Lo spirito di cronista
Era lo spirito di Repubblica, e l’aveva scelta proprio per questo. Ferma nei valori, ma autonoma nei giudizi e nel racconto. Miriam era sempre pronta a recarsi dove si presentava una storia. Nella prefazione di Diario Italiano, il libro del 2006 che raccoglie trent’anni dei suoi articoli su Repubblica, scriveva: “L’ambizione maggiore di un cronista dovrebbe essere questa: immaginarsi in grado di lanciare una sonda in una realtà ancora confusa, e portarla alla luce nel suo primo manifestarsi. Qualche volta, raramente, ci sono riuscita”. Era falsa modestia. Mafai sapeva – come lo sapevano Natalia Aspesi, Laura Lilli, Irene Bignardi, Paola Zanuttini, Sandra Bonsanti, Rosellina Balbi, Barbara Spinelli, Daniela Pasti – di essere brava e di navigare in un mare progettato per gli uomini. Ma lo faceva senza alcuna autoindulgenza e portando a Repubblica, come le altre fondatrici, il vento nuovo delle battaglie che stavano trasformando l’Italia. Il movimento femminista, quello per una legge sull’aborto.

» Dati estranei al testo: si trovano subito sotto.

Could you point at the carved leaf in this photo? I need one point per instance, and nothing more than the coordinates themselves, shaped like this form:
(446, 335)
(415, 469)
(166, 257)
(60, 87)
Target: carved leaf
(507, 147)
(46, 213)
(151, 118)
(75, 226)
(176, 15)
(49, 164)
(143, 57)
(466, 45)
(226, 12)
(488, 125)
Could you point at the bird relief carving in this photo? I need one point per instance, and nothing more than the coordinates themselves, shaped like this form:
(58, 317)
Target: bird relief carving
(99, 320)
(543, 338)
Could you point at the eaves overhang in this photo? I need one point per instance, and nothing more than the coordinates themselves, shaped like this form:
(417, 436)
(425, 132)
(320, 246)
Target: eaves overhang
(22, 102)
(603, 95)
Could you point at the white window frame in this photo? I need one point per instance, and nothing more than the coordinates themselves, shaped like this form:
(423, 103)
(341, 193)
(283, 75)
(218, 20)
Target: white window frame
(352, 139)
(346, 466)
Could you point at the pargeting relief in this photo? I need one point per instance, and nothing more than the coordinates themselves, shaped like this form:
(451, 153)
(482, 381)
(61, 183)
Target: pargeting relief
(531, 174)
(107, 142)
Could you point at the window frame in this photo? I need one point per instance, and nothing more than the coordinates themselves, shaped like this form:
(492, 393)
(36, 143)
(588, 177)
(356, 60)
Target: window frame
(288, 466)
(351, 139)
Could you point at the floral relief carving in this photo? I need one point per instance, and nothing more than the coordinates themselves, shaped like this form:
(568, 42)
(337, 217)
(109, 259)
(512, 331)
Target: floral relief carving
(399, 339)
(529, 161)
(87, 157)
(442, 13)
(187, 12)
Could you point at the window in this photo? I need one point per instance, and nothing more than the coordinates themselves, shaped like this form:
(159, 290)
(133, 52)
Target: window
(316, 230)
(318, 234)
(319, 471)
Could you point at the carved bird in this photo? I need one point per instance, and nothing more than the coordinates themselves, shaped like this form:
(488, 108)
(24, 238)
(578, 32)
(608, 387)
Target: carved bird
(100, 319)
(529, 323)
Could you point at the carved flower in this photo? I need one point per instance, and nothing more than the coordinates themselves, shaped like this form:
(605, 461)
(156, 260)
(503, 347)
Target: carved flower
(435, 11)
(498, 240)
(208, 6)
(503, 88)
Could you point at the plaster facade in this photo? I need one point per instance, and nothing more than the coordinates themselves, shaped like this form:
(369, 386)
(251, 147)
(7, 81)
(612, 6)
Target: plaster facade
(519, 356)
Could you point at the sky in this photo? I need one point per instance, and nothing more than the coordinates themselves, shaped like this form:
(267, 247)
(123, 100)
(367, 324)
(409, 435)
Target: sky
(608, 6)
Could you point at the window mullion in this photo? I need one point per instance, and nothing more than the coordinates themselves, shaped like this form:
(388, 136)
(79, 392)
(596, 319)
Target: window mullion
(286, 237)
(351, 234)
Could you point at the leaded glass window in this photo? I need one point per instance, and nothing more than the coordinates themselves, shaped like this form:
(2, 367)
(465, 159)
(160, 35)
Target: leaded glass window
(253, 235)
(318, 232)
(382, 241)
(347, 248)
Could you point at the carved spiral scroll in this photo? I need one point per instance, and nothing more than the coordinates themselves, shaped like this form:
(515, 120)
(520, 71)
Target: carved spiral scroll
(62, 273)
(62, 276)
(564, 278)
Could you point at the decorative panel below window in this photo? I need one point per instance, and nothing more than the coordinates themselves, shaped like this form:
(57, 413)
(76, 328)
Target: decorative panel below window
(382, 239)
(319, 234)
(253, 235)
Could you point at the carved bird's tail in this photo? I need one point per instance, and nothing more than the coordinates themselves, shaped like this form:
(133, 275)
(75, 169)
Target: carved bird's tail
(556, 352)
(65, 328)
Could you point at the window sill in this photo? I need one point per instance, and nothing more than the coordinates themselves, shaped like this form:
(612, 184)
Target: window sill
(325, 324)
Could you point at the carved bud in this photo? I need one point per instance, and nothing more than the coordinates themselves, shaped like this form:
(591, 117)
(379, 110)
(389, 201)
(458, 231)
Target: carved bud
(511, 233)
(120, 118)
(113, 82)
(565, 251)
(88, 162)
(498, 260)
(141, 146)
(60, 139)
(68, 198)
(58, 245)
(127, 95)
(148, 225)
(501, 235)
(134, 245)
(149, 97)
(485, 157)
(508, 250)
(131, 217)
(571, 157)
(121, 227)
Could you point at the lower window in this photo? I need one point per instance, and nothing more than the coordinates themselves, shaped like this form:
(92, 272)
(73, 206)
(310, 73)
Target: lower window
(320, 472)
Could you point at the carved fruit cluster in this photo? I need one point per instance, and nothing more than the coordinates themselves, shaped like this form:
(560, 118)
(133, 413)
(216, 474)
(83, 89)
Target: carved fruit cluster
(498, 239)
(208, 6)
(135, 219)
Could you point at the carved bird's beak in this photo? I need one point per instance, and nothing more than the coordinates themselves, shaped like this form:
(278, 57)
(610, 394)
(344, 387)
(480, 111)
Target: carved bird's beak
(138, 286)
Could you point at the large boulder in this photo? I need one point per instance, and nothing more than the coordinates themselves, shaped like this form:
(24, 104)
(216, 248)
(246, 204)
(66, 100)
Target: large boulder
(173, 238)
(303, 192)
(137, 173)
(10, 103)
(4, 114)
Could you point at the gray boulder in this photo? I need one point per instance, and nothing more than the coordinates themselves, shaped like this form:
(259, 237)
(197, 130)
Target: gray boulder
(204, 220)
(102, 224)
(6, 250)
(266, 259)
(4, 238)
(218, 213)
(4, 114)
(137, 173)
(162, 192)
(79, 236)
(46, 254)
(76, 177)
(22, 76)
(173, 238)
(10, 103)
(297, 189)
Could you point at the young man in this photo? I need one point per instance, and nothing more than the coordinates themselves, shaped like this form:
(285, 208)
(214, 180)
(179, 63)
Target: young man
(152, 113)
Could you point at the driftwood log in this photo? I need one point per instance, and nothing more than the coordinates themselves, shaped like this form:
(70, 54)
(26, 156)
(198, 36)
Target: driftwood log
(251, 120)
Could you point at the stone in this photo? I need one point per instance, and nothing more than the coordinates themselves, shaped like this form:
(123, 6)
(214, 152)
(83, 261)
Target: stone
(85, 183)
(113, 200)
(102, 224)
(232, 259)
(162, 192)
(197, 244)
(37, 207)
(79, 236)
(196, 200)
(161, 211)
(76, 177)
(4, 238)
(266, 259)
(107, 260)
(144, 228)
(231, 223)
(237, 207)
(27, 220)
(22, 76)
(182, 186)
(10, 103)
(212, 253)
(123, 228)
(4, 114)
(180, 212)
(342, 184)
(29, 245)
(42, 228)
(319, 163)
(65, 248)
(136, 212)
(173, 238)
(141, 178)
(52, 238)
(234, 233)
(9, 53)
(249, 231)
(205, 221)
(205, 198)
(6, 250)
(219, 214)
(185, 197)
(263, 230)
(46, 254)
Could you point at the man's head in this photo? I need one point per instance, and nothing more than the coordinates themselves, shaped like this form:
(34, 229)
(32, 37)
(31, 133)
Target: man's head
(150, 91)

Nello stesso tempo, fu lei a firmare la prima pagina sulla morte di Aldo Moro: arrivò prestissimo a via Caetani, sfruttando il privilegio di essere la compagna di Pajetta e superando il cordone di polizia e carabinieri. Vide quel fagotto avvolto in una coperta di lana marrone con i bordi di raso, comprese – eccola, la sonda del cronista – che tutto ciò che quegli anni sembravano preparare, un governo con dentro il Pci, la pacificazione e il compromesso storico, morivano quel giorno. E molto dopo comprese anche, lo disse in una bellissima conversazione a casa sua con Giuseppe D’Avanzo, che una cosa in quegli anni terribili non era stata considerata. E cioè, che a morire per mano delle Br non era solo un importante uomo politico, ma un uomo, un marito, un padre.
L’Italia dei movimenti
Miriam era affettuosa senza mai darlo a vedere. Lo era con i giovani giornalisti che incontrava nel suo cammino, senza smancerie, ma offrendo una cosa che pochi dei grandi vecchi sapevano donare: la fiducia nel futuro e nel mestiere. Riguardo a quel 1976 in cui quell’avventura ebbe inizio, scrisse: “Era un’Italia in cui contavano, durante la campagna elettorale, più i grandi comizi in piazza che le apparizioni in tv. Era l’Italia dei grandi movimenti: il Movimento operaio, il Movimento studentesco, il Movimento femminista. Quell’Italia non esiste più. Chi l’ha conosciuta la ricorda forse con un pizzico di nostalgia (la nostalgia che si prova sempre verso la propria giovinezza). Chi non l’ha conosciuta guarda forse a quelle immagini e a quei tempi con un tocco di ironia. Il mondo è cambiato. In peggio o in meglio non importa. È qui che dobbiamo vivere”. Miriam ebbe, fin dal primo dispaccio scritto a 13 anni per il padre – il grande pittore Mario Mafai – partito in guerra, la capacità di vivere e raccontare il presente senza mai lasciarsi offuscare dal passatismo e dalla nostalgia. Repubblica rispecchiava la forma del suo pensiero. Quello stesso fortissimo soffio di libertà.